The Royal Pharmaceutical Society (RPS) and the Pharmacists’ Defence Association (PDA) have joined nearly 40 organisations to call on the government to publish the long-awaited NHS workforce plan.

The plan is set to put forward solutions to address NHS understaffing and was expected to be published imminently, but has been rumoured to be delayed due to concerns about how much it would cost to implement.

In a letter to the Prime Minister, professional bodies, trade unions and patient groups have expressed their ‘dismay’ at the continued delay.

‘None of your policy commitments on health can be achieved unless we address the chronic workforce shortage,’ they wrote to Rishi Sunak, while urging him to act ‘by publishing a sustainable plan immediately’.

The letter continued: ‘Across all sectors, professions, specialities, condition pathways and services there are mass vacancies and insufficient numbers of staff to meet current, let alone future, population need.

‘It will take time to resolve this situation, which is why the delay in acting to address the workforce crisis is so damaging. The sooner we start to train and recruit more staff, and act to retain those already serving the public, the sooner we will see improvements in healthcare.’

Many of the organisations putting their name to the letter had been involved in the development of the workforce plan and ‘want it to succeed’, the letter emphasised.

‘We want to be able to welcome it if it provides the long-term vision needed and clearly [commits] to funded workforce expansion,’ it read, urging MR Suank to ‘please act now’.

Thorrun Govind, RPS England board chair, signed the letter, along with Mark Koziol, PDA chair, Matthew Taylor, chief executive of the NHS Confederation, and representatives from Unison, Asthma and Lung UK, the Stroke Association and other patient and professional groups.

Ms Govind said that the range of health and care leaders backing the letter ‘shows just how important it is that the government acts now to support our workforce’.

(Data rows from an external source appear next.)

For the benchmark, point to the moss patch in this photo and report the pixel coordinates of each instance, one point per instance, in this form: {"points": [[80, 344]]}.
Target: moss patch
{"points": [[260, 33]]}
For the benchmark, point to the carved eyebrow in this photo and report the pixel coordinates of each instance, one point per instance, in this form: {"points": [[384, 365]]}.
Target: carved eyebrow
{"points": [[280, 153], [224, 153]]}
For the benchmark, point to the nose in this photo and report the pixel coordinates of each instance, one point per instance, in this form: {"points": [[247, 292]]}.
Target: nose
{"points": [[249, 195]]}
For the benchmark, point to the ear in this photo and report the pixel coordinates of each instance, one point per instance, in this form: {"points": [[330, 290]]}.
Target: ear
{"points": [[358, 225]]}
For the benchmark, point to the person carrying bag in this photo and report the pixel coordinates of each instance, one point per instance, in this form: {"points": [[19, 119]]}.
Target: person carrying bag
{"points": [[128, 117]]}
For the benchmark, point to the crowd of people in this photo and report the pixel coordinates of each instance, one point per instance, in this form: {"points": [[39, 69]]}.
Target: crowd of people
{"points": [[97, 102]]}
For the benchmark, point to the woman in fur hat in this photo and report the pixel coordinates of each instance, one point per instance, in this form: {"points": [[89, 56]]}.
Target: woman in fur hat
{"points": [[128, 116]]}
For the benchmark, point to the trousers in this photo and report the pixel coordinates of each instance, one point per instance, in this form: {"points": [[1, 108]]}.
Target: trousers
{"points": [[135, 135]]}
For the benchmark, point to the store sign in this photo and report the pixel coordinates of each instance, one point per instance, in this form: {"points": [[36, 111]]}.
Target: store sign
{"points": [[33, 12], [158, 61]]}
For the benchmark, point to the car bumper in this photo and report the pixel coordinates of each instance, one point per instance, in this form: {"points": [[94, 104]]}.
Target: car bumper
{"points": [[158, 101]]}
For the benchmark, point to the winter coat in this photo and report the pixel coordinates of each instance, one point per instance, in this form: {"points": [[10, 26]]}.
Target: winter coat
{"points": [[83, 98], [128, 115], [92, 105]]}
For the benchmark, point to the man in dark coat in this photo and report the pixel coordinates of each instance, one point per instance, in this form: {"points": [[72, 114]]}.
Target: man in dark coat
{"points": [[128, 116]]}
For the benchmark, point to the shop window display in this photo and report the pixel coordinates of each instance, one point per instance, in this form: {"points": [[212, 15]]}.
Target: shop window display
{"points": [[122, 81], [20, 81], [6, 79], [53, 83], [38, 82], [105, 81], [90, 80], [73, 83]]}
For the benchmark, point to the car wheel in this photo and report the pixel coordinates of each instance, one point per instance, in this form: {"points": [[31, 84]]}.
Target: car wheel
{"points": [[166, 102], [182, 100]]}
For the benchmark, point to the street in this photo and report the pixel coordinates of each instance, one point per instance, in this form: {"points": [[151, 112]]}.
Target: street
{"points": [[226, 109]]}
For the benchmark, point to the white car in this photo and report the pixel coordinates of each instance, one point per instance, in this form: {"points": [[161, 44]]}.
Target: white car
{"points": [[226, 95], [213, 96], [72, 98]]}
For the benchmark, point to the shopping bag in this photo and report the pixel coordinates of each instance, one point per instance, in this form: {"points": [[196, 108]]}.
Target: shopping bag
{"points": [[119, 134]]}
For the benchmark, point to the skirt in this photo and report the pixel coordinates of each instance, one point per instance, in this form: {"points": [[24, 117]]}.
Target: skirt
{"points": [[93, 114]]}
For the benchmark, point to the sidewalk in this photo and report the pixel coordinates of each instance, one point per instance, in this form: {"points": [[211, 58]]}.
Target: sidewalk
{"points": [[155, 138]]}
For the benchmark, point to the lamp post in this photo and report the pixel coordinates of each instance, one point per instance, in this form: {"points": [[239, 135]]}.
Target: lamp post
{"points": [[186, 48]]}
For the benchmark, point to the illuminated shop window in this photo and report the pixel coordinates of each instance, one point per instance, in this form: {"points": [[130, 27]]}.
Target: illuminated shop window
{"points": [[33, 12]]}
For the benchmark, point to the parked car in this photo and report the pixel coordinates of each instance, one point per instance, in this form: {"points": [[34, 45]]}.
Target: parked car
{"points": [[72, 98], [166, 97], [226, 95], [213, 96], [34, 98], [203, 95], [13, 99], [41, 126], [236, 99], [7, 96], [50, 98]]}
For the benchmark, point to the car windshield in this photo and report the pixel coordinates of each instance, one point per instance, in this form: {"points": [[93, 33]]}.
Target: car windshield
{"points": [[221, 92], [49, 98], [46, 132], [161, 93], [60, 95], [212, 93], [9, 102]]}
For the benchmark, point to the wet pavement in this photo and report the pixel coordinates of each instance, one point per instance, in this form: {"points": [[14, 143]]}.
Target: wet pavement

‘It is vital that we recruit and retain the staff we need so we can keep looking after patients,’ she said.

She noted that when the RPS met with NHS England in January, ‘pharmacy leaders called for the plan to include the whole of pharmacy and to recognise the increasing role of pharmacist independent prescribers in our health service’.

‘With teams under pressure across the system, this workforce plan also needs to support staff retention, secure protected time for learning and development, and ensure continued access to wellbeing services,’ she added.

Last month, the UK Government rejected the Health and Social Care Committee’s recommendation for a specific pharmacy workforce plan, but said that the pharmacy workforce would be considered as part of the Long-Term Workforce Plan.

Malcolm Harrison, chief executive of the Company Chemists’ Association (CCA), recently said that the plan must think about how to best use and coordinate the existing pharmacist workforce across different systems, including general practice, PCNs and community pharmacy.

In response to The Pharmacist's request for comment, the Department of Health and Social Care pointed to health secretary Steve Barclay's comments on the BBC's Sunday with Laura Kuenssberg programme this weekend, in which he said that the workforce plan was coming 'shortly' and that 'a huge amount of work' was going on within government on growing the domestic workforce.